Ma in poche parole, per Mappano “si ritiene conseguentemente illegittimo la variazione di bilancio del 30.11.2017, approvato da parte resistente, poiché non ha provveduto a distinguere fra le partite di Caselle e quelle di Mappano”.

Secondo il nuovo Comune, la variazione di bilancio sarebbe illegittima perché Caselle non ha provveduto ad effettuare “una distinzione fra i propri introiti e quelli del Comune di Mappano, inoltre, non ha poi previsto il trasferimento di queste risorse economiche al nuovo ente. Peraltro, la suddivisione delle partite positive e negative sarebbe dovuta avvenire sin dal 2013, quando il Comune di Mappano è stato costituito mediante la Legge Regionale n. 1 del 25.01.2013, invece tale operazione non è mai stata effettuata, nemmeno con riferimento al Bilancio di previsione 2017-2018-2019 e alle successive variazioni, e al D.U.P. 2018-2020.
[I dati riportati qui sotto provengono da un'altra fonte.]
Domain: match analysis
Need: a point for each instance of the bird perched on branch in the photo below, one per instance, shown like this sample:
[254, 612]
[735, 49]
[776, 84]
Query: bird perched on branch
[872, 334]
Mappano lamenta invece che Caselle “indicava (…) le spese da rimborsare relativamente al personale impiegato per i servizi da fornire sul territorio del nuovo ente, in attesa della sua compiuta organizzazione”. E si continua di questo passo sino alle conclusioni, dove si chiede al TAR di “annullare in quanto illegittimo il verbale di Deliberazione della Giunta Comunale n. 162”.

La medesima cosa è stata chiesta per gli altri tre Comuni cedenti. Certo che di questo passo il dialogo diventa sempre più difficoltoso.